The day the BBC grovellingly apologised (only kidding)

I ONCE, a long time ago, met the man who was responsible for running the BBC's daytime TV output, and as it was about the time of the new year, I asked him what sort of a Christmas he had had. I meant Christmas in a social sense, but he took it professionally.

"It was nearly a disaster," he said. "We decided to put out one of the old Maigret programmes as a tribute to the late Rupert Davies, so quite logically we chose one called Maigret's Christmas and put it out on Christmas Day. Unfortunately, nobody at the BBC bothered to view it in advance. If we had done, we'd have found out that in this particular episode Maigret goes away for Christmas and leaves his underlings to get on with it - in other words, there's no Maigret in it.
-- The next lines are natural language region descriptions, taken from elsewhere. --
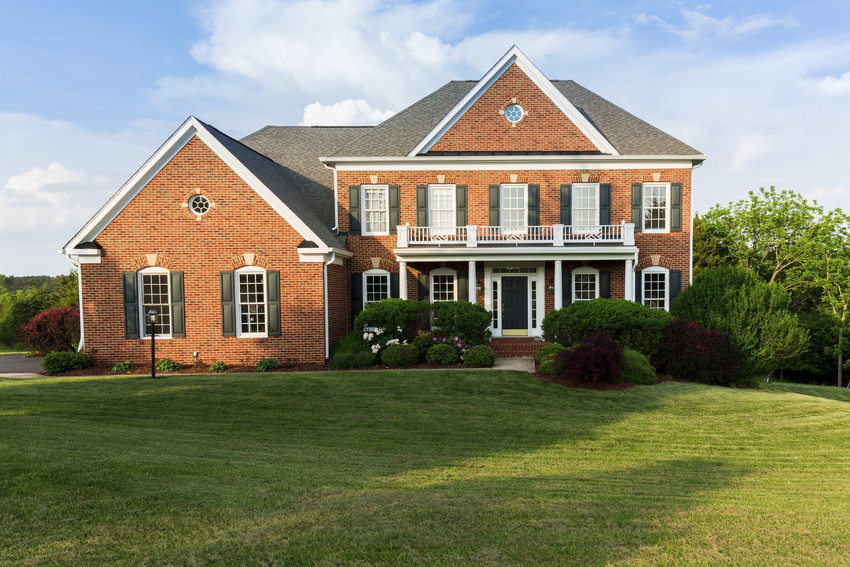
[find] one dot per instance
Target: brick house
(514, 191)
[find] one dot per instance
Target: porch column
(402, 279)
(559, 296)
(472, 278)
(629, 281)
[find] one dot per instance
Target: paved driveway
(17, 364)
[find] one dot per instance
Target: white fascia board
(541, 162)
(515, 254)
(190, 128)
(514, 55)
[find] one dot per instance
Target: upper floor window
(656, 288)
(154, 284)
(376, 285)
(585, 206)
(514, 205)
(252, 302)
(375, 199)
(585, 284)
(656, 207)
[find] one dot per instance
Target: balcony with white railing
(553, 235)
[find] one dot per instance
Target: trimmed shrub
(167, 365)
(442, 354)
(638, 369)
(479, 356)
(548, 350)
(53, 330)
(55, 362)
(689, 352)
(630, 324)
(595, 360)
(267, 365)
(396, 356)
(469, 322)
(125, 366)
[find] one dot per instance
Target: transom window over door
(655, 207)
(156, 295)
(585, 205)
(514, 212)
(375, 209)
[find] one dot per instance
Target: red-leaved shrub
(689, 352)
(53, 330)
(596, 359)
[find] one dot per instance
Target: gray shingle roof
(276, 179)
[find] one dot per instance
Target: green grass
(417, 468)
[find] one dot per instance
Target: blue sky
(91, 89)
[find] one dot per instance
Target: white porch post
(472, 278)
(629, 281)
(558, 285)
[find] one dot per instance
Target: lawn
(417, 468)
To put it another way, we put out, as a tribute to Rupert Davies, a programme in which Rupert Davies didn't even appear. Major error. Luckily, no one seems to have noticed or caused a fuss, and we certainly weren't going to draw attention to it."
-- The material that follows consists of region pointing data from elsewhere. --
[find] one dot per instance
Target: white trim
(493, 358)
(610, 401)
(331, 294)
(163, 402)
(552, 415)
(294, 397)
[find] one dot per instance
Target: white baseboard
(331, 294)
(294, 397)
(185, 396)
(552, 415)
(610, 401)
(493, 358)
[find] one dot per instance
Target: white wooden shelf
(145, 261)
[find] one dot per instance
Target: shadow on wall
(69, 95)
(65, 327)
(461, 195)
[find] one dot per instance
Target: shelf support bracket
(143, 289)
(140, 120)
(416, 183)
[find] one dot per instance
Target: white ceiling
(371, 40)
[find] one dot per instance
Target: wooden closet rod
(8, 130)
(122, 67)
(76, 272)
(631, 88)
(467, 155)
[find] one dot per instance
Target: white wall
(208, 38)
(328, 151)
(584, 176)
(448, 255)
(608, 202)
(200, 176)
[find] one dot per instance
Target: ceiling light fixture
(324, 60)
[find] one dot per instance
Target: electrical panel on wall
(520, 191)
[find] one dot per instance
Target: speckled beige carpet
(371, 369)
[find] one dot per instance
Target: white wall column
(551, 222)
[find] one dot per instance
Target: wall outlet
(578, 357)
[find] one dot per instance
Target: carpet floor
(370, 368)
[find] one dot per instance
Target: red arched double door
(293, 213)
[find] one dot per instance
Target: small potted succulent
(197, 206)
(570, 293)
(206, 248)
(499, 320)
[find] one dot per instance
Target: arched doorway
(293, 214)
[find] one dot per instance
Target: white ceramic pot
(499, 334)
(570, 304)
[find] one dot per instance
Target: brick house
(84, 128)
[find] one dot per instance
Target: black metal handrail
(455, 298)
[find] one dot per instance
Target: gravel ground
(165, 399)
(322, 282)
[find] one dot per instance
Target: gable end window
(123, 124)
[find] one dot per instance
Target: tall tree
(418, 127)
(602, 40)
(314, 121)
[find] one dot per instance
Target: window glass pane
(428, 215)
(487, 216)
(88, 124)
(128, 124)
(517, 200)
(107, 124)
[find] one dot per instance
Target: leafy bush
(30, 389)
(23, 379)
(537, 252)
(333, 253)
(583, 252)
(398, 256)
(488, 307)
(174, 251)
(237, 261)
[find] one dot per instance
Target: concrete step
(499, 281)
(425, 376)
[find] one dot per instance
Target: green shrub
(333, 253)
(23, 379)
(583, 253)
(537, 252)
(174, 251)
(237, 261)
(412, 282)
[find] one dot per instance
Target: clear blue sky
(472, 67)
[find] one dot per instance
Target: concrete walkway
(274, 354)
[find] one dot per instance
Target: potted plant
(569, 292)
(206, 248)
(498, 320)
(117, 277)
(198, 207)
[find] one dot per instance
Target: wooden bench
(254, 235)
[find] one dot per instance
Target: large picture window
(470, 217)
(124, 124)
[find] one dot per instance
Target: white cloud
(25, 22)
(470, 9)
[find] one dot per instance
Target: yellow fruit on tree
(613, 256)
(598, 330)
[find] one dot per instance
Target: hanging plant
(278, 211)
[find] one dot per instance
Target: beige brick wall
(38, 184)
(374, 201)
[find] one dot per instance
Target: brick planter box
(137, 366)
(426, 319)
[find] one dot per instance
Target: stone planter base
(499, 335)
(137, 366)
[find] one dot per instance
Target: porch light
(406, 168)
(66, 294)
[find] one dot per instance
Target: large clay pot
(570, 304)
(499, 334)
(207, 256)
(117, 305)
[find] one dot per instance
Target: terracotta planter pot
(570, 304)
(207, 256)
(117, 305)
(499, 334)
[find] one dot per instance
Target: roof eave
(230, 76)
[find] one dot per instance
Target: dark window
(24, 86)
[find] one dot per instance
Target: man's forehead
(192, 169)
This little story is typical of the BBC in two ways at least. One is that the BBC makes an idiot of itself far more often than we think. The other is that it rarely owns up and never apologises. It must be something in the BBC culture, some Reithian self-righteousness that has outlasted Reithian rectitude, and which causes the BBC to pretend all is well even when things are crumbling. Saintly behaviour may not come naturally to the BBC but sanctimoniousness does.

Would you like another example?

The late Basil Boothroyd once told me how excited he was at having his first radio script accepted, by the World Service, and how it all went a bit wrong.

"I went up to London to record it in advance - it was just a straight 10-minute talk - and was told that it would be going out very early, some time like 5.30am, when listeners in the Middle East or somewhere were up and about. So when the great day came, I got up in what seemed like the middle of the night and made myself a cup of tea and settled down with the World Service. A presenter said there would now be a short talk by Basil Boothroyd. There was a long silence. Then the presenter said, `Well, I'm afraid Mr Boothroyd is unable to come to the microphone.'"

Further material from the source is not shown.